Saturday – 15 mins easy jog
Unfortunately, I didn’t feel very well when I woke up. My cold appeared to be lingering with intent. After walking the short distance to the local chemists left me feeling breathless, I decided to take another rest day. Although I felt unfit and was convinced that my cold would last forever, I made myself look at the positives. I wasn’t injured and I was taking the start of my half marathon taper seriously. I had a week to recover from my cold. As an added bonus the additional rest days had meant that my troublesome right knee and left foot were feeling virtually pain free. By the evening, I felt so much better I laid out my running gear ready for what would hopefully be the final Sunday morning run of this training cycle.
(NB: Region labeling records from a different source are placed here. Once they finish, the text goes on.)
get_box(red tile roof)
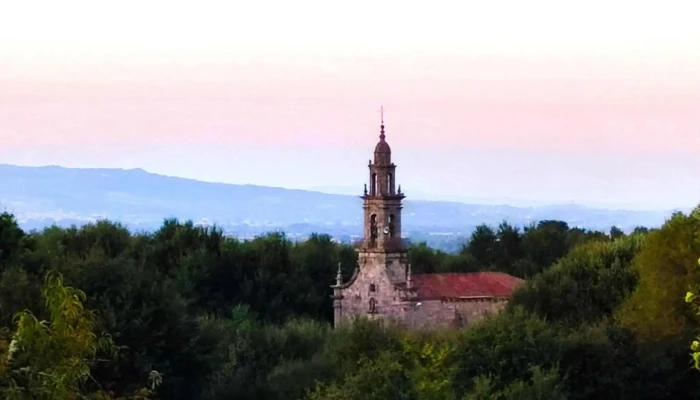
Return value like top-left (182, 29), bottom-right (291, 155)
top-left (412, 272), bottom-right (524, 300)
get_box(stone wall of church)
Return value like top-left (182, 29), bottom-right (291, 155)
top-left (341, 253), bottom-right (404, 321)
top-left (406, 299), bottom-right (507, 329)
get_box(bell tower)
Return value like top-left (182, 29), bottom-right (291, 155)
top-left (332, 110), bottom-right (411, 326)
top-left (358, 110), bottom-right (406, 283)
top-left (362, 109), bottom-right (405, 251)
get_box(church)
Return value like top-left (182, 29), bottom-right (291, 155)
top-left (331, 118), bottom-right (523, 329)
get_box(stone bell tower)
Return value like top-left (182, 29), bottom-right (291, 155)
top-left (331, 108), bottom-right (410, 326)
top-left (358, 109), bottom-right (406, 283)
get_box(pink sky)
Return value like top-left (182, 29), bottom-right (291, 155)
top-left (0, 1), bottom-right (700, 209)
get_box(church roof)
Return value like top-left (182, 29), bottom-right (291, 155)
top-left (411, 272), bottom-right (524, 300)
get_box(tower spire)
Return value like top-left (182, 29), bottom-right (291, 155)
top-left (379, 106), bottom-right (386, 141)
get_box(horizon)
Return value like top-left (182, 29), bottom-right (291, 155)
top-left (0, 0), bottom-right (700, 209)
top-left (0, 163), bottom-right (696, 212)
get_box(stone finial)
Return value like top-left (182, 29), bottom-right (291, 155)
top-left (406, 263), bottom-right (413, 289)
top-left (335, 263), bottom-right (343, 286)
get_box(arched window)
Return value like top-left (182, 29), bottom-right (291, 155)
top-left (389, 214), bottom-right (396, 237)
top-left (369, 297), bottom-right (377, 314)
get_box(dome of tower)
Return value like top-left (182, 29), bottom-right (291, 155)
top-left (374, 125), bottom-right (391, 165)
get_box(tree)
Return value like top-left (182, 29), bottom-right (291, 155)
top-left (616, 208), bottom-right (700, 341)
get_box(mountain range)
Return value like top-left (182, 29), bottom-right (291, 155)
top-left (0, 164), bottom-right (672, 248)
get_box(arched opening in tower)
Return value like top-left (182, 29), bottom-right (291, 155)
top-left (389, 214), bottom-right (396, 238)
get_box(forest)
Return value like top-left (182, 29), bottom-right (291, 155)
top-left (0, 208), bottom-right (700, 400)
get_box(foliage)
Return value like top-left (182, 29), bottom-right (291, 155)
top-left (510, 236), bottom-right (643, 325)
top-left (616, 209), bottom-right (700, 341)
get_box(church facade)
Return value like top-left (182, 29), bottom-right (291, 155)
top-left (331, 121), bottom-right (523, 329)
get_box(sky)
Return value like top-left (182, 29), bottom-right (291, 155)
top-left (0, 0), bottom-right (700, 208)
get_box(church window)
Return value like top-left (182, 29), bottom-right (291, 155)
top-left (369, 297), bottom-right (377, 314)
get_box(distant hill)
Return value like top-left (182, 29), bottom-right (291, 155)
top-left (0, 164), bottom-right (671, 242)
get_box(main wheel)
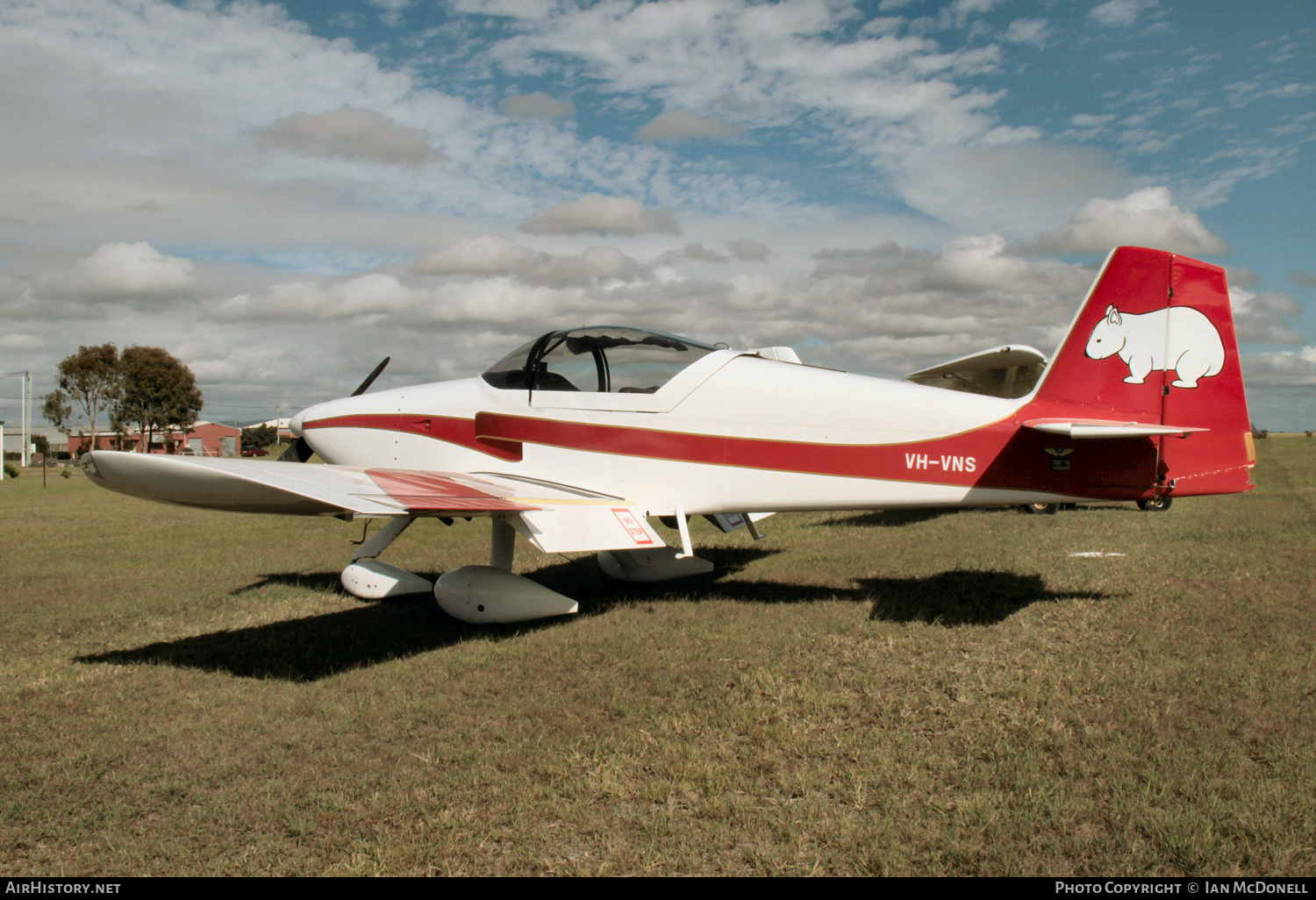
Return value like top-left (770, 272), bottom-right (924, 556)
top-left (1139, 497), bottom-right (1174, 512)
Sunday – 60 mins comfortable pace
Although – thanks to my cough – I didn’t get the best night’s sleep, when my alarm woke me at 05:30, I decided that I felt well enough to attempt to run for an hour. I went to the loo, got dressed into the slightly warmer running gear I’d laid out the previous evening, drank a couple of glasses of water and headed out into the dark for the final time. It was cold and still, perfect for running in and also ideal for triggering an asthma attack. After a very quick warm-up I set out at a very, very steady and sensible pace.
Once I’d warmed-up I started to enjoy my run. The extra rest days meant that my legs felt fresh, and for the first time in what felt like weeks, my left foot was pain free. The roads were virtually empty, I had the pavements to myself, and I was able to enjoy my final early Sunday morning run. I felt sad that my half marathon training had almost come to an end, and vowed to continue the early Sunday runs after I’d recovered from the half marathon. The run felt easy, and I made it home without breaking anything or injuring myself. I didn’t see any people dressed as clowns.
So that’s the fifteenth and penultimate week of my half marathon training completed, sort of. While I wouldn’t say that it was a successful week, I’m pleased that I managed to complete a 60 minute run without too much difficulty on Sunday. I just need this cold to disappear ASAP.
Next week’s training schedule – the ‘taper and race week’ – contains three training runs and then it’s the GREAT BIRMINGHAM RUN on Sunday!! I can’t wait. I’ve got to complete a 20 minute recovery run at some point on Monday, a comfortable 40 minute run on Wednesday and then an easy 10 to 15 minute run on Saturday. The training plan recommends that I test out my race day outfit on Saturday. As I don’t fancy running in stinky running gear, I’ll be testing out my race day clobber on Wednesday. Tuesday, Thursday and Friday are my rest, recovery and rebuilding days. I’m praying that my fragile body survives the final week and that my cold gets better.
- Runs: 50
- Time: 27 hours 40 mins
- Distance: 269.01 kms
- 5 km: 28:15
- 10 km: 59:27
- Left foot: 3/10
- Right knee: 3/10
- Calf muscles: 2/10
- Shins: 1/10
Have you got any tips for getting rid of a cold ASAP? I’ve tried several of Boots’ best offerings and I’m now starting to feel slightly concerned it’s not shifting…
Do you test out your race day outfit in advance? I’d never run a race in new trainers, but without knowing what the weather is going to be like on Sunday, I can’t see how I can predict what I’m going to wear.